Genomics data re-analysis
Apache License 2.0
23 stars 6 forks source link

Other cell-level factors to consider and their implication on subsetting #1218

Closed arteymix closed 2 months ago

arteymix commented 2 months ago

It came to my attention from @rachadele that there are other cell-level factors that we can be accounting for beside cell type such as layer and brain region.

This means that in some cases, we might have to create subsets by combining independent cell type annotations. This would be fortunately supported by the ExpressionExperimentSubSet which can have more than one characteristic.

arteymix commented 2 months ago

At the last journal club, @neerapatadia covered a Perturb-Seq paper where cells were assigned specific perturbations (i.e. gene knockdowns) with CRISPRi. A dataset like this would have a treatment factor at the cell-level.

Reference: https://doi.org/10.1093/nar/gkae777

ppavlidis commented 2 months ago

At the last journal club, @neerapatadia covered a Perturb-Seq paper where cells were assigned specific perturbations (i.e. gene knockdowns) with CRISPRi. A dataset like this would have a treatment factor at the cell-level.

Reference: https://doi.org/10.1093/nar/gkae777

That data set (or perturb-seq in general) might not have replicates in the sense we would want to use, but I also don't think it poses any special data modeling problem, or at least it can be "made to fit". There are multiple cell lines, and multiple genetic manipulations. Cells would be grouped together and pseudobulked based on which manipulation they have (or no manipulation), for each cell line.

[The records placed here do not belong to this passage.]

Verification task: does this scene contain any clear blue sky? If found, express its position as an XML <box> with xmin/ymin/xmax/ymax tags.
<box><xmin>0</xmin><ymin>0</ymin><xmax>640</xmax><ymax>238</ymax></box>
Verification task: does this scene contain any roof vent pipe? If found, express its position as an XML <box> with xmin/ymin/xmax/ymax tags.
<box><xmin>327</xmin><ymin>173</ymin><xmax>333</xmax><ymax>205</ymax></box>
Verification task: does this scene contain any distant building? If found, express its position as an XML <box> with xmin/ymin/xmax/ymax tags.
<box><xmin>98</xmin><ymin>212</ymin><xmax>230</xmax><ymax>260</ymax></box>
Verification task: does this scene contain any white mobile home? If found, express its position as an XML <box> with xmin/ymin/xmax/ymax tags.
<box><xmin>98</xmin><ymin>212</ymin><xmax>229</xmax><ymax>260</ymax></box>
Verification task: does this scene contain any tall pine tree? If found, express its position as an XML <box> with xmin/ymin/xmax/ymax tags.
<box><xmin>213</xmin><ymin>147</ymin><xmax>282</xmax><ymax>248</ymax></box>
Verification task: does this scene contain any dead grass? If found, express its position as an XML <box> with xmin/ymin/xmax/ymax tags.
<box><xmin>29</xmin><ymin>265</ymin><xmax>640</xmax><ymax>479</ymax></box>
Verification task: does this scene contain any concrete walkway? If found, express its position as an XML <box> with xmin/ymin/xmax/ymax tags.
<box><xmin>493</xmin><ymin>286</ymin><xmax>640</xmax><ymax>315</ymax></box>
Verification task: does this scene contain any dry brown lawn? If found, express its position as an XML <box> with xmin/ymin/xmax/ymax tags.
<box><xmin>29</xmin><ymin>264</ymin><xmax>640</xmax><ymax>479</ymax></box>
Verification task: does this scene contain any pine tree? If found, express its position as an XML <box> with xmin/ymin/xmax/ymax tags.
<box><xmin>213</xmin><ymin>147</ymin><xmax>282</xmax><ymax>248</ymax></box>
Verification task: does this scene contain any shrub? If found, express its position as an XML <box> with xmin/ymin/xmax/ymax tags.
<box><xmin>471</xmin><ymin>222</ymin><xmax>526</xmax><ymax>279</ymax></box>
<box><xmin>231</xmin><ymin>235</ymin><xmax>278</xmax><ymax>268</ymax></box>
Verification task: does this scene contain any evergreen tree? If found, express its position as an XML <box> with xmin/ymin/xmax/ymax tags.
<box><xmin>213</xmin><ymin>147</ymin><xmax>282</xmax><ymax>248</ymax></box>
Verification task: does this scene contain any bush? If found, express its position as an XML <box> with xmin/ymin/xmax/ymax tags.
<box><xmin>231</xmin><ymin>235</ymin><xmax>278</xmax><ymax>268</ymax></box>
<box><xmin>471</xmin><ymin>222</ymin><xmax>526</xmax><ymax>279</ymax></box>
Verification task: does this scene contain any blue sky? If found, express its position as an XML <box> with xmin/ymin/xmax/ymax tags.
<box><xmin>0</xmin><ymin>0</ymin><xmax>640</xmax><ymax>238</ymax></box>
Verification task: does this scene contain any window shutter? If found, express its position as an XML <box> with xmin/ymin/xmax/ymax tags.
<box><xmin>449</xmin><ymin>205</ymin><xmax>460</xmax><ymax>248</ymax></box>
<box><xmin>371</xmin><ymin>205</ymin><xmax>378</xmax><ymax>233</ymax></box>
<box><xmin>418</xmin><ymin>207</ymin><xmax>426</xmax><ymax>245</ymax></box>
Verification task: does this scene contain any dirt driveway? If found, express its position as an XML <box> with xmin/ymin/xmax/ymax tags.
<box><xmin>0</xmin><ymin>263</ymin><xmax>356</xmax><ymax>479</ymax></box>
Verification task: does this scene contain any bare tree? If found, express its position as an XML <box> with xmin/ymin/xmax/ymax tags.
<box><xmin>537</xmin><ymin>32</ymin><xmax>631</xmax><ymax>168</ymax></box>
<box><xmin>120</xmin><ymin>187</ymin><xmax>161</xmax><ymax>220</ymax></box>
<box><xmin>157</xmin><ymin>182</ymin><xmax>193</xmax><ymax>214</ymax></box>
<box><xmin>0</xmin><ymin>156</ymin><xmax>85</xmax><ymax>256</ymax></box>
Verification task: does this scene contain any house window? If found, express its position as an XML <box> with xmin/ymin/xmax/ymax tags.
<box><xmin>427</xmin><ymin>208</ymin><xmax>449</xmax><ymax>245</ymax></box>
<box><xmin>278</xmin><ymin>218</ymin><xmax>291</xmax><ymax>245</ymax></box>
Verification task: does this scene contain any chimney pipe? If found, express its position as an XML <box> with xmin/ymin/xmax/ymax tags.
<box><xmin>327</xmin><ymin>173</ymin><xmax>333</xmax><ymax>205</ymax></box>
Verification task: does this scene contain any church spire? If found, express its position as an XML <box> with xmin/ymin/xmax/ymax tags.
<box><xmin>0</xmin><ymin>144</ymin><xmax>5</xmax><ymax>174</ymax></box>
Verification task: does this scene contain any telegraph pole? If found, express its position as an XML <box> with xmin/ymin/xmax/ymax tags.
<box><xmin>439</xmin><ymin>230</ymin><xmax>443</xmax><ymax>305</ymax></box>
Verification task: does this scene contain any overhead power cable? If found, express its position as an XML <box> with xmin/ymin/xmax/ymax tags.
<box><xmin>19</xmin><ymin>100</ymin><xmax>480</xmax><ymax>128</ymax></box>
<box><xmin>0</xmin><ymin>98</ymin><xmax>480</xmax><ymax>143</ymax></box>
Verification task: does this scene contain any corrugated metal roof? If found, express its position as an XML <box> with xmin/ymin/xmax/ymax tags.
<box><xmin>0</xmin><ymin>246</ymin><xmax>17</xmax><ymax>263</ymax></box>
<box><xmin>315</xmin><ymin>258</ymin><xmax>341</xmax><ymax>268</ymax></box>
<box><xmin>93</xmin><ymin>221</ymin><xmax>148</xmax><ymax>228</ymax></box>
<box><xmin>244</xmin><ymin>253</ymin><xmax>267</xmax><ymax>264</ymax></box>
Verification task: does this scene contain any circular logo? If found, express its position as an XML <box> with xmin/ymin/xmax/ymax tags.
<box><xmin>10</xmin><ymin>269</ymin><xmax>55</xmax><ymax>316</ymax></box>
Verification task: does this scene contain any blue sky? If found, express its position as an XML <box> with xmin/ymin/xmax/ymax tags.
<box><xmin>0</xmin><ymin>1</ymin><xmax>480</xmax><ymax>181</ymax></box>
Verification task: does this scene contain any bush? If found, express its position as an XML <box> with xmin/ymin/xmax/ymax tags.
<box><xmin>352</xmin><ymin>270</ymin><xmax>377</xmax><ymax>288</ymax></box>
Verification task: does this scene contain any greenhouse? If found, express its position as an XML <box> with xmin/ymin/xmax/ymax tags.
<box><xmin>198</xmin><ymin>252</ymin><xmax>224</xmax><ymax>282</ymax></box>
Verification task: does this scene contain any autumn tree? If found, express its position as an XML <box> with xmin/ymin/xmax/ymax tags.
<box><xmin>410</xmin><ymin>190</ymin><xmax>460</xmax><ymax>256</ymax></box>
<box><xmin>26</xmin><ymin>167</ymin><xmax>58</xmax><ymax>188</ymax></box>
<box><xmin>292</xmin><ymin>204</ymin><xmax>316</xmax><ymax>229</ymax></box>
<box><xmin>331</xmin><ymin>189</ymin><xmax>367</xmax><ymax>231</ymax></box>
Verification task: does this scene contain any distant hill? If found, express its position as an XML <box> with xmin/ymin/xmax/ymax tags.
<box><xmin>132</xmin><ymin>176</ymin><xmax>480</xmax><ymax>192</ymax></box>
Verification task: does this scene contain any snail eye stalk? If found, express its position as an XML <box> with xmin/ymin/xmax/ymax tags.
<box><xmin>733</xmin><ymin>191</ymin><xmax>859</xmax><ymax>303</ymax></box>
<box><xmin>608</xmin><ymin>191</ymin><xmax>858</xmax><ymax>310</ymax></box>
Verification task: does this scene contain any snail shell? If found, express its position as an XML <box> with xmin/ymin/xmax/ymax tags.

To the extent that each cell has a different "amount" of treatment (degree of knockdown of the targeted gene), and that "amount" is captured in the data for each cell, then yes, we would lose that information, and Gemma wouldn't be the right setting to examine that.

arteymix commented 2 months ago

To handle these in the future, we can introduce a CellLevelCharacteristics class and make CellTypeAssignment a subclass of that. The purpose would be to keep track of characteristics at the cell-level, similar to how we track sample-level characteristics in BioMaterials.

arteymix commented 2 months ago

I've added an interface for cell-level characteristics that is shared for cell type assignments and generic cell-level characteristics. It's possible to keep track of treatments, genotypes, layer, etc. at the cell-level.

Cell type is just a specific case, but it gets special treatment in the system.

arteymix commented 2 months ago

This is completed. For now, we can only split by cell type assignment, but that code could be generalized to any cell-level characteristics or combination thereof.